University Provost Amy Gutmann approved a policy on Monday to switch all office-use paper to 100 percent post-consumer waste (PCW) recycled materials on April 1, up from the current 42 percent PCW paper.
The policy was advocated by the Princeton Environmental Oversight Committee, a group established by President Tilghman in 2002 to monitor the University's relationship with the environment.
According to many of the people involved in the passage of the policy, the move to all recycled paper is a small but important step for campus environmental policy, and will raise awareness for other issues Greening Princeton — the main student group pushing for the change — is pursuing.
The University is ahead of the pack in adopting the 100 percent PCW recylced paper.
It is, in fact, one of the first academic institutions in the country to make the switch, said Ilya Fischoff GS, a member of Greening Princeton. Most other colleges and universities purchase 30 percent PCW paper.

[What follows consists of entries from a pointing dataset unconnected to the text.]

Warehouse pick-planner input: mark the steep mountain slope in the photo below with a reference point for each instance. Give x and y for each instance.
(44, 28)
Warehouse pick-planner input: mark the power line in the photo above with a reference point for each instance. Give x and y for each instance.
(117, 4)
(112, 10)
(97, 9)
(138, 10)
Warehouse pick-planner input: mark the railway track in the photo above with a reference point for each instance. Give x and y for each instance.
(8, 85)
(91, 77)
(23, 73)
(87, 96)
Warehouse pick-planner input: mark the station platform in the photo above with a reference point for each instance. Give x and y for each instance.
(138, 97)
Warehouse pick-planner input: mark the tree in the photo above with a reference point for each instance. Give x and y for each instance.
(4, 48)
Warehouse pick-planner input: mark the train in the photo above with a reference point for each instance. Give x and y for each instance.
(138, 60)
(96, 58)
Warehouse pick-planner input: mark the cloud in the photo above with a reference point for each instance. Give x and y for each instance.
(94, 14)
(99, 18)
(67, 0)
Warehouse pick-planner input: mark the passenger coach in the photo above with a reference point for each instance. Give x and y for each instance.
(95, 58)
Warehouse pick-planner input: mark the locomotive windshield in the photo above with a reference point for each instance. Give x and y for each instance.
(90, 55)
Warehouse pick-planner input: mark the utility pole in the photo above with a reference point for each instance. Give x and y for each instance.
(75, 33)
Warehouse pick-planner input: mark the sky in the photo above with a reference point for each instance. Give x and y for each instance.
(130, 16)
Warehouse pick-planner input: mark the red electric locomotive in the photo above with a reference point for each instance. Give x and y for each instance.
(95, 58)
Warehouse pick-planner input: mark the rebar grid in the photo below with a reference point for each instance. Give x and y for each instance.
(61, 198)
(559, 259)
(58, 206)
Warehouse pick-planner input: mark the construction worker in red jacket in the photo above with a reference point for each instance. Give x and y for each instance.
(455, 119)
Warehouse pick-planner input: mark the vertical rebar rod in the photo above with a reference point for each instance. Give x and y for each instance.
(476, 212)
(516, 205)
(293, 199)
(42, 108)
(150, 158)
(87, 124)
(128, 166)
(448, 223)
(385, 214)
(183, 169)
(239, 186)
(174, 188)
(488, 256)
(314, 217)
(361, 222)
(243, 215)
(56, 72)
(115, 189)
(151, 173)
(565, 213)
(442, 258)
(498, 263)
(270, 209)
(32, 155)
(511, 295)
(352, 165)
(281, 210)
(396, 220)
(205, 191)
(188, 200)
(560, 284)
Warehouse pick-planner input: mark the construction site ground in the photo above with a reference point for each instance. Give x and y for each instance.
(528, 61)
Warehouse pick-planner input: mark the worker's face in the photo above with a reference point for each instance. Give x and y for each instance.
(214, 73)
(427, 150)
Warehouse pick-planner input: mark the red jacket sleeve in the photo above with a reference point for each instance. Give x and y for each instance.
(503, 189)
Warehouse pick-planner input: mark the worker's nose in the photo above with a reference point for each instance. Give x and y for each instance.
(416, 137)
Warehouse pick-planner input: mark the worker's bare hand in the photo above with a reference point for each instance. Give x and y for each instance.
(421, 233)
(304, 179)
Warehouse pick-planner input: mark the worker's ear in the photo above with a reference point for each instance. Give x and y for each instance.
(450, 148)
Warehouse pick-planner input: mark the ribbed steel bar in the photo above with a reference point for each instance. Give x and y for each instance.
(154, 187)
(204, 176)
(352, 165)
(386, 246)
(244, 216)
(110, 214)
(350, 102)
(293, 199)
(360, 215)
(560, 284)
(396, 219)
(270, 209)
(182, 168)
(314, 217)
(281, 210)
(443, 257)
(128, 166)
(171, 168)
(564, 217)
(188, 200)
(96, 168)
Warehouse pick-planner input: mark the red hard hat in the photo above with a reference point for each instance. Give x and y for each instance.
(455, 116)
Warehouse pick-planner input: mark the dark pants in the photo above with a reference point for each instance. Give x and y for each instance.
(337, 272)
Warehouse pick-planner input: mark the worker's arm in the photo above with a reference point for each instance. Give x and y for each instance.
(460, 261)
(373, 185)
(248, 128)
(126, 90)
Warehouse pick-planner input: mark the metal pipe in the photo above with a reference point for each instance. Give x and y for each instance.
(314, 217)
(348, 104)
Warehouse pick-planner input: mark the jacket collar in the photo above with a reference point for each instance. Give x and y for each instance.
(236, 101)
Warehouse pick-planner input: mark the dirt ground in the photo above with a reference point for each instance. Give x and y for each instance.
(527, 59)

The administration readily made the switch to the new paper because it would incur no new cost, said Jayatri Das GS, a member of Greening Princeton.
"The best part of this policy is that it's cost neutral and that's why the policy won out," Das said.
Fischoff said that students from the group urged University purchasing departments and the PEOC to determine whether using recycled paper was a feasible option.
"It seemed an important issue for the University to get involved with," he said.
University purchasing department director Don Weston, who was involved in the switch from the beginning, conducted a survey of departmental paper use.
He found that while a few departments, including OIT, the University's largest purchaser, had already switched, most knew little about the availability and performance of recycled paper.
With the aid of student groups, Weston conducted a series of blind tests to find if recycled paper was comparable in quality to standard paper.
"We did a lot of blind tests comparing 100 percent recycled paper to the 30 percent recycled paper used in the past as the national standard," Das said. "We recorded any differences in performance after observing the results of the blind tests."
The results were encouraging, Das said. Few people could tell the difference between the two paper samples.
Despite the final result, getting the administration to consider the change was a tough process, Das said.
"There were a lot of people asking, 'Why do we need to change? What is the point when the old paper works fine?'" Das said. "That was the reason for the blind tests."